I think that means i am getting old and get side tracked too easy.

kevin

  ran in this article today...  interesting

 Pushing Polygons on the Mega Drive




 

stevmjon

hey kev
the above demo is interesting. left to right drawing without overdraw.

how my 3D engine v0.7.6 is currently rendering, i do get overdraw of pixels. i did this because i used TextureStripH to speed up interperlating textures for the polygons. if i don't use this i get a slow framerate.

funny, i was thinking about how to reduce overdraw lately, so now i have more homework...

at the moment i have been writing collision detections in the 3D engine. 2D collisions are easier to setup, but 3D are more work, but i am getting there.
detecting collisions is the easier part, it is what to do next that is more involved.
eg. if a player walked into a wall, but was facing slightly left/right, you need to be able to push the player back away from the wall AND allow the move left/right movement also, so the player will slide along the wall. i came up with an idea for this and am in the final testing at the moment. can't wait to post the next demo.

  stevmjon
It's easy to start a program, but harder to finish it...

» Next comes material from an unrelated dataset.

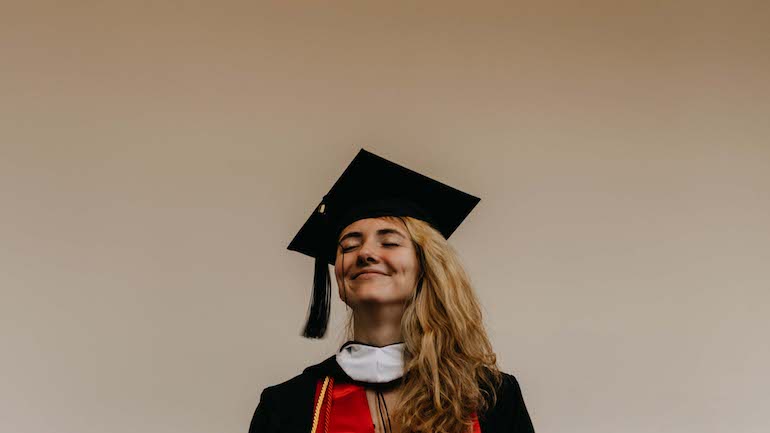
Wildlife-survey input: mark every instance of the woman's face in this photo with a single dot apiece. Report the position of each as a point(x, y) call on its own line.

I think that means i am getting old and get side tracked too easy.

stevmjon

hello

i just worked out the collision routine, and thought i would share how i done it (see pic).
i used Seperated Axis Theorem (SAT) to detect the collision, then i came up with my own routine to respond to the collision.
it took me several attempts to come up with this, to work in the way i wanted. i wanted the player to 'slide' along walls, rather than just stop.

in game, the player can now collide with objects and the ground, and even jump on top of objects and use them to get higher up.
i am currently adding in gravity, so player falls off edges etc, and i am modifying the scene to have fun with this.
i am also adding some more graphics to have some variety. must keep it under 5 meg to upload on the forums though.

i will post a new scene as soon as this is done.

   stevmjon
It's easy to start a program, but harder to finish it...

I think that means i am getting old and get side tracked too easy.